Time Limit : 2000/1000ms (Java/Other)   Memory Limit : 131072/65536K (Java/Other)

Total Submission(s) : 26   Accepted Submission(s) : 14

Problem Description

A lattice point is an ordered pair (x, y) where x and y are both integers. Given the coordinates of the vertices of a triangle (which happen to be lattice points), you are to count the number of lattice points which lie completely inside of the triangle (points on the edges or vertices of the triangle do not count).

 

 

Input

The input test file will contain multiple test cases.

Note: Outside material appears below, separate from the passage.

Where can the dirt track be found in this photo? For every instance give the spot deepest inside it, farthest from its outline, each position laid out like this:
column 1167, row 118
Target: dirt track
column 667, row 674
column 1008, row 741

Each input test case consists of six integers x₁, y₁, x₂, y₂, x₃, and y₃, where (x₁, y₁), (x₂, y₂), and (x₃, y₃) are the coordinates of vertices of the triangle. All triangles in the input will be non-degenerate (will have positive area), and −15000 ≤ x₁, y₁, x₂, y₂, x₃, y₃ ≤ 15000. The end-of-file is marked by a test case with x₁ =  y₁ = x₂ = y₂ = x₃ = y₃ = 0 and should not be processed.

 

 

Output

For each input case, the program should print the number of internal lattice points on a single line.

 

 

Sample Input

0 0 1 0 0 1 0 0 5 0 0 5 0 0 0 0 0 0

 

 

Sample Output

0 6

 

 

Source

PKU

#include <string.h>
#include <stdlib.h>
#include <stdio.h>
int x1,y1,x2,y2,x3,y3;
int ABS(int x)
{
    return x>0?x:-x;
}
int GCD(int a,int b)
{
    if(b==0) return a;
    return GCD(b,a%b);
}

int Find_OnPoint() 
{
    int sum=0;
    sum+=GCD(ABS(x1-x2),ABS(y1-y2));
    sum+=GCD(ABS(x2-x3),ABS(y2-y3));
    sum+=GCD(ABS(x1-x3),ABS(y1-y3));
    return sum;
}
int P1_X_P2()
{
    return ABS((y3-y1)*(x2-x1)-(y2-y1)*(x3-x1));
}
int main()
{
    int S;
    int sum;
    while(scanf("%d%d%d%d%d%d",&x1,&y1,&x2,&y2,&x3,&y3)!=EOF)
    {
        sum=0;
        if(x1==0&&y1==0&&x2==0&&y2==0&&x3==0&&y3==0)break;
        S=P1_X_P2()/2;
        sum+=Find_OnPoint();
        printf("%d\n",(S+1-sum/2));
    }
    return 0;
}